The term is not commonly used in the Philippines, where it can easily be misinterpreted as education for cooperatives. But “work-integrated learning,” a central element of the concept, is well-understood and widely practiced. The cooperation advocated is that between academe and business, or, more broadly, the schools which produce graduates and the employers expected to hire them.
All three parties in the relationship should benefit. Employers get a chance to survey and test potential recruits. Schools gain a better understanding of employer requirements from the feedback given on their students and how they may need to modify their curricula and pedagogy to meet them. Internship programs for students, as part of their college requirements, give them a chance to see real-life applications of the book learning they acquire in school.
Our system already requires cooperative education in certain fields. Education majors must do practice teaching in real schools to earn their degrees. Some schools include in their hotel and restaurant management (HRM) programs a semester of internship in the industry. The nursing curriculum, from second year onwards, requires students to rotate around specific medical areas in hospitals and clinics to gain their Related Learning Experience (RLE).
Ensuring an internship slot for students in these professional fields is a major concern of the schools that offer them. Schools that have decided to focus exclusively on the tertiary level, if they offer an education major, often maintain “laboratory schools” so that their student teachers have pupils to teach. As part of their tuition, students have to pay hefty fees for their RLE slots.
The advocates of cooperative education argue that all college students should benefit from the early exposure to the world of work. They believe that the experience helps students to evaluate—and to confirm or abandon—their initial career choices, develop the discipline of the workplace, and gives them an edge in the competition for employment after graduation.
Since the job market has become global, the new advocacy for the World Association for Cooperative Education is a borderless system for international internships. This may have started already in the HRM industry. Occasionally in Thailand and Malaysia, but more frequently in Singapore, I have seen Filipinos waiting at tables, and they tell me that they are on internship programs.
English skills make Filipino students desirable interns for tourism establishments in the region. I do not know whether they are really complying with academic requirements for their degree, or whether the “internship arrangement” is a device for exploiting low-wage workers. But I do not doubt that they benefit from the experience of working overseas and that students in other disciplines can also benefit from similar cross-border internships.
As early as a decade ago, professor Wichit Sri-saan, who founded and led three or four public universities in Thailand and served as minister of education, was already pushing for the “globalization of cooperative education.” In 2001, he hosted an international conference on this theme at Suranaree University where he was then president. Thai students have been participating in internship programs abroad, but Professor Wichit believes that the program should expand in Thailand and in the region to support the Asean Economic Community (AEC).
By the AEC deadline of 2015, the 10 independent Asean member countries should constitute one region that is: 1) economically competitive; 2) committed to a path of equitable economic development; 3) functioning as a single market and production base; and, 4) fully integrated into the global economy. “Prospective partners should see a region characterized by the free movement of goods, services, investment, skilled labor, and freer flow of capital.”
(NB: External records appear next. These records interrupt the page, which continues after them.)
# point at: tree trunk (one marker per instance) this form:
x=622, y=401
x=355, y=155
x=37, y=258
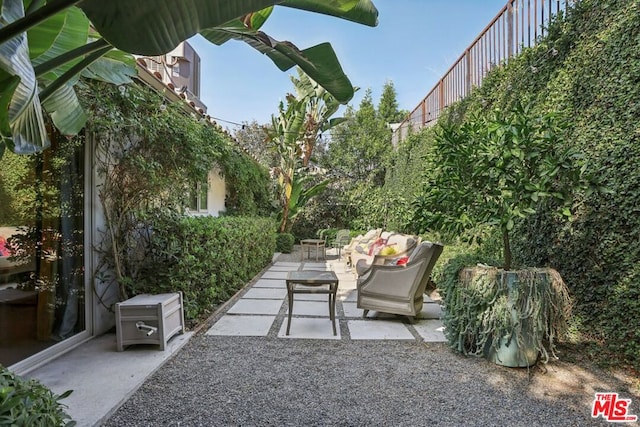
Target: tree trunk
x=285, y=218
x=507, y=250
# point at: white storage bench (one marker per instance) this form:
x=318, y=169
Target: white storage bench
x=149, y=319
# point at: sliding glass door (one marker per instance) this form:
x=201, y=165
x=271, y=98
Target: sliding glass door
x=42, y=291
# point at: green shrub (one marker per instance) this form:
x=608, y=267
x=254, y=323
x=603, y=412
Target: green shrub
x=28, y=403
x=285, y=242
x=209, y=259
x=586, y=68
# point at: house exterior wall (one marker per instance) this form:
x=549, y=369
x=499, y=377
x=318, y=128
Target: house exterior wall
x=215, y=195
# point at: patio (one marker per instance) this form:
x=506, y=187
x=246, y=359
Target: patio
x=240, y=369
x=261, y=310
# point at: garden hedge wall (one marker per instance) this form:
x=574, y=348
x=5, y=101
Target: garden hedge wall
x=588, y=69
x=209, y=259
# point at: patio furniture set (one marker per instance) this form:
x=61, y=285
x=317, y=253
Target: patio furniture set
x=393, y=272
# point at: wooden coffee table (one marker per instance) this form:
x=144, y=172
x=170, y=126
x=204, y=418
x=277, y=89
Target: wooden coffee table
x=313, y=282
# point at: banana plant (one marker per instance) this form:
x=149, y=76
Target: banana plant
x=320, y=106
x=46, y=44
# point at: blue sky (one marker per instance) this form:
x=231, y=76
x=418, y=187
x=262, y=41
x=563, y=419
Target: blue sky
x=414, y=44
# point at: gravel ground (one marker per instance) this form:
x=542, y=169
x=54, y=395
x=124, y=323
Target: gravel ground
x=256, y=381
x=250, y=381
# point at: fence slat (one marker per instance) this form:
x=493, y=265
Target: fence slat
x=501, y=39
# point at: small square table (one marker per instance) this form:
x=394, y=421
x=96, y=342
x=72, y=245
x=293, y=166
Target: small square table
x=314, y=282
x=309, y=243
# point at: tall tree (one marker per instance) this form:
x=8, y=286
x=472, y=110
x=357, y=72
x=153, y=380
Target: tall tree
x=252, y=137
x=388, y=106
x=360, y=146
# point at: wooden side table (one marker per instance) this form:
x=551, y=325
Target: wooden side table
x=309, y=243
x=314, y=282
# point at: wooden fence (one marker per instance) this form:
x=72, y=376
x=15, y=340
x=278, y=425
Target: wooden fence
x=519, y=24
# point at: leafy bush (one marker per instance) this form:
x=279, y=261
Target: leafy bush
x=530, y=307
x=585, y=68
x=207, y=258
x=285, y=242
x=28, y=403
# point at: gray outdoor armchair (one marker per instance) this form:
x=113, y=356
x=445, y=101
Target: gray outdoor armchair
x=399, y=289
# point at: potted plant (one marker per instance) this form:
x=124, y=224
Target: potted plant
x=494, y=170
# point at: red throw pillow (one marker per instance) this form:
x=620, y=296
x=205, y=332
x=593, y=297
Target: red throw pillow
x=4, y=251
x=376, y=246
x=402, y=261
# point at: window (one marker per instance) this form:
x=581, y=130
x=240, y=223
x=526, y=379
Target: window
x=198, y=198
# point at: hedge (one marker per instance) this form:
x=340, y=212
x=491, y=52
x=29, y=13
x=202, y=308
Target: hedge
x=209, y=259
x=586, y=69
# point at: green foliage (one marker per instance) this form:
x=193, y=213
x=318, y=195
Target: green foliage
x=207, y=258
x=149, y=155
x=484, y=305
x=388, y=106
x=361, y=145
x=495, y=169
x=586, y=70
x=285, y=242
x=293, y=137
x=28, y=403
x=69, y=38
x=248, y=185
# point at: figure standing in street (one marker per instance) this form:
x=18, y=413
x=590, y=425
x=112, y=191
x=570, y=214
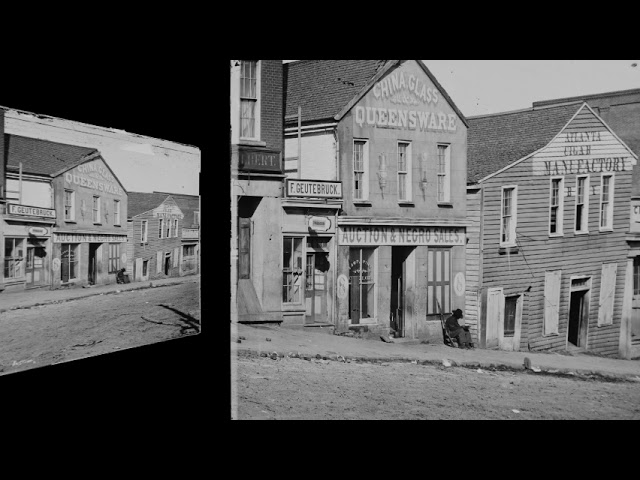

Many pieces have to fall in place to achieve this AEC vision. A critical element, as Professor Wichit anticipated, is scaling up cross-border cooperative education. AEC will require additional cohorts of technically skilled personnel able to work across national boundaries. International internship programs will help prepare for this need. The challenge is in developing such programs at the necessary pace and scale.
With barely four years to go before the AEC deadline, Asean leaders will look toward the ministries of education and the institutions they control or supervise to address this need. But the task lies beyond the capacity of government bureaucracies to achieve by themselves. Incentives will help, but the AEC goals require the willing engagement of the parties that must link up to implement cooperative education: the employers, both private and public, and the region’s higher education institutions, both private and public.
The Asean Economic Community vision opens up for these parties a common need and a common opportunity. They need not wait for bureaucracies to explore the options for promoting cooperative education to gain its benefits for themselves and for the students, as Professor Wichit has demonstrated in Thailand.